Connecting students with essential resources
Our mission is to ensure that children experiencing unstable housing have the necessities they need to be present and ready to learn each day at school.
Through a unique partnership with Metro Nashville Public Schools, we directly and immediately address day-to-day education-related challenges children and families face when they are in an unstable housing situation. We provide school clothing, shoes, coats, hygiene products, school supplies, emergency food, transportation support, home goods, and other resources when children need it most, making sure students have what they need to focus on learning and growing.
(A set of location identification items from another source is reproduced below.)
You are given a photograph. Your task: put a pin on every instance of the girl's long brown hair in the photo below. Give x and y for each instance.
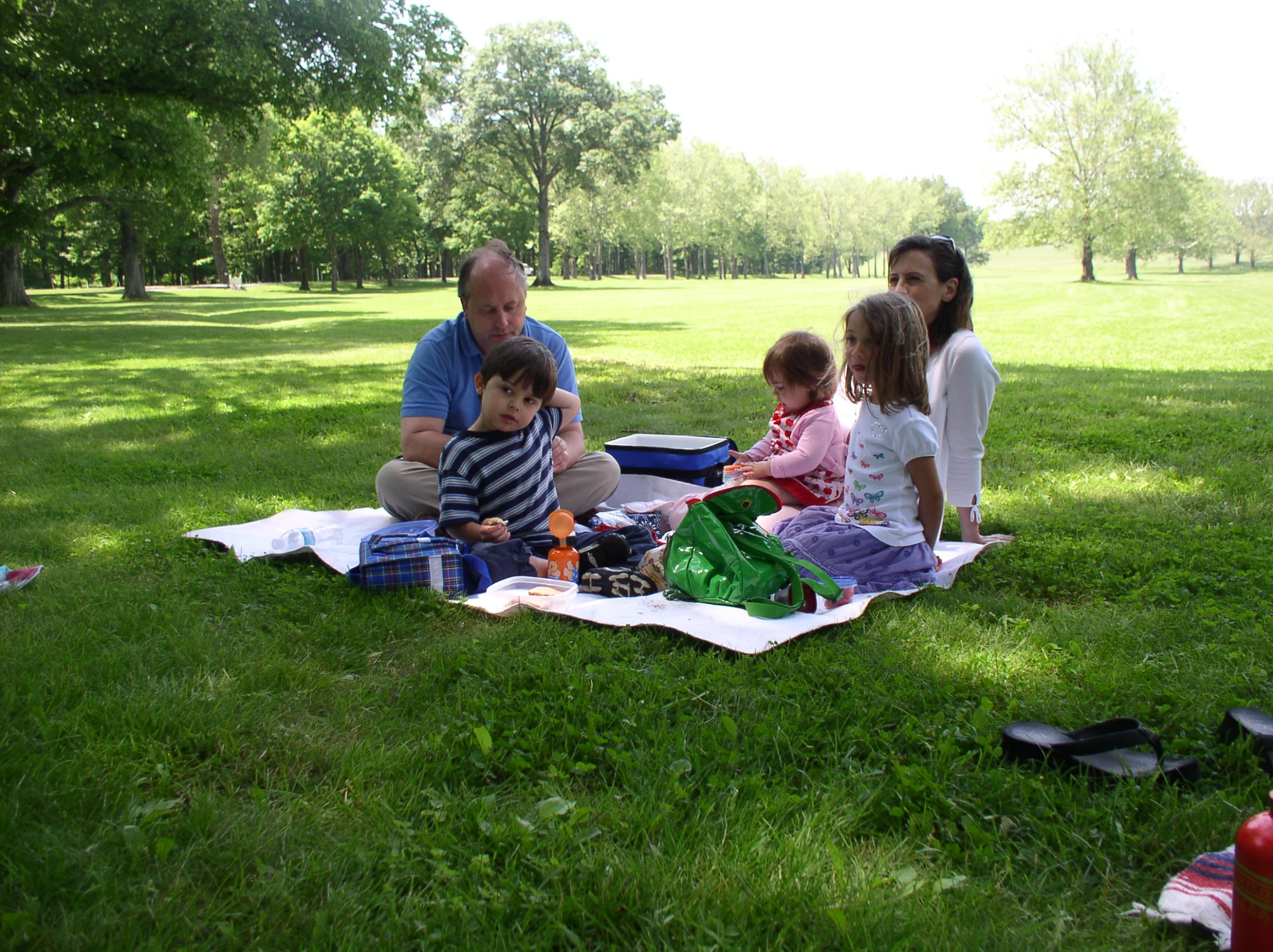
(900, 374)
(949, 262)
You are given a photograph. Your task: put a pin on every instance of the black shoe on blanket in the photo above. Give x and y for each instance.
(610, 549)
(617, 583)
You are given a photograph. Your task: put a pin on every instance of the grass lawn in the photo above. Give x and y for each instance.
(201, 754)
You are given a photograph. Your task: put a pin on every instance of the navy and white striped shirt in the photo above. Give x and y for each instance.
(484, 474)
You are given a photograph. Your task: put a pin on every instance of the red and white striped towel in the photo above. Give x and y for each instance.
(1202, 894)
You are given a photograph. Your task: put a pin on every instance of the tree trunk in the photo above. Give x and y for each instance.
(130, 246)
(214, 232)
(13, 292)
(388, 268)
(544, 276)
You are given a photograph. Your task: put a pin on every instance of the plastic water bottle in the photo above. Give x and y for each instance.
(298, 539)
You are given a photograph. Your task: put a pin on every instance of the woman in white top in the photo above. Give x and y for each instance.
(961, 380)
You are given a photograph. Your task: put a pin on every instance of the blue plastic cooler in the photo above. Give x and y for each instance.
(696, 460)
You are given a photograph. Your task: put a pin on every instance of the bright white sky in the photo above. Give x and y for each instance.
(859, 87)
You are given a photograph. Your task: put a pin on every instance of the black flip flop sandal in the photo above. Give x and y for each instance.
(1100, 749)
(1251, 722)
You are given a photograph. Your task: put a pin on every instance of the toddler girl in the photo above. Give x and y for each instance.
(803, 457)
(885, 530)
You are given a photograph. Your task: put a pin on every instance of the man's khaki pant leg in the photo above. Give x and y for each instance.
(589, 483)
(410, 490)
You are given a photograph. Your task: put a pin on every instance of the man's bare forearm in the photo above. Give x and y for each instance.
(425, 447)
(572, 434)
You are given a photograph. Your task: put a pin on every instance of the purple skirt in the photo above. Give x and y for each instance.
(815, 536)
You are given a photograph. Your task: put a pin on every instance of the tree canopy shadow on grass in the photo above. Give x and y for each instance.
(637, 787)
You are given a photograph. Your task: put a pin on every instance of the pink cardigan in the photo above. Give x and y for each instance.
(817, 436)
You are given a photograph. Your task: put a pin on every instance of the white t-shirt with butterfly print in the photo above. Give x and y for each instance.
(879, 494)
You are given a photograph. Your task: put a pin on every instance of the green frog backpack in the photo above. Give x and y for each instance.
(719, 555)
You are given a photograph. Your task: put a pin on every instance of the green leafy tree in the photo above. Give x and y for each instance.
(1252, 206)
(536, 102)
(960, 221)
(340, 184)
(79, 76)
(1107, 142)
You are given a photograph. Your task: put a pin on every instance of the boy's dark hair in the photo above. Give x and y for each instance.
(495, 248)
(522, 361)
(900, 373)
(806, 361)
(956, 314)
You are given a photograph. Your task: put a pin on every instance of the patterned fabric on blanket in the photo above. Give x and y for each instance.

We believe in the generosity of our community and strength of the families we serve and that connecting those two things is possible. Simple and easy.
How we work
We serve all Davidson County students, and have a partnership with the Metro Nashville Public Schools Homeless Education Resource Office (HERO) to directly serve qualified HERO students and their families, providing resources families need to persevere during transitional situations. Learn more about the HERO Program, Nashville Community Connections operations, and how we are able to deliver the right resources at the right time.
Our Story
Nashville Community Connections evolved from the runaway success of a school uniform recycling collaboration between Catherine Knowles and Jami Oakley in 2015. Jami had just moved to Nashville and read an article about Catherine’s substantial work with homeless youth as director of the Metro Nashville Public School’s HERO Program. A meeting between the two women led to Jami finding a way to connect with people in her new community while lightening the load for fellow Nashville families experiencing homelessness by collecting “outgrown, not worn out” school uniform items. A few years in, the same publication that profiled Catherine wrote a piece on the duo’s success in launching UniCycle: A School Uniform Recycling Program.
Since then, the organization has grown to deliver more than school clothing. Today, Catherine and Jami lead Nashville Community Connections in a volunteer capacity to keep the organization nimble and highly attuned to the needs of MNPS students and particularly the HERO Program and the 4,500+ students in unstable housing. Catherine’s 27 years of work leading the HERO Program coupled with Jami’s efforts to integrate more community partnerships into the ways youth and families are supported by our Nashville neighbors make for a dynamic and effective approach to address the many challenges families face as a result of unstable housing.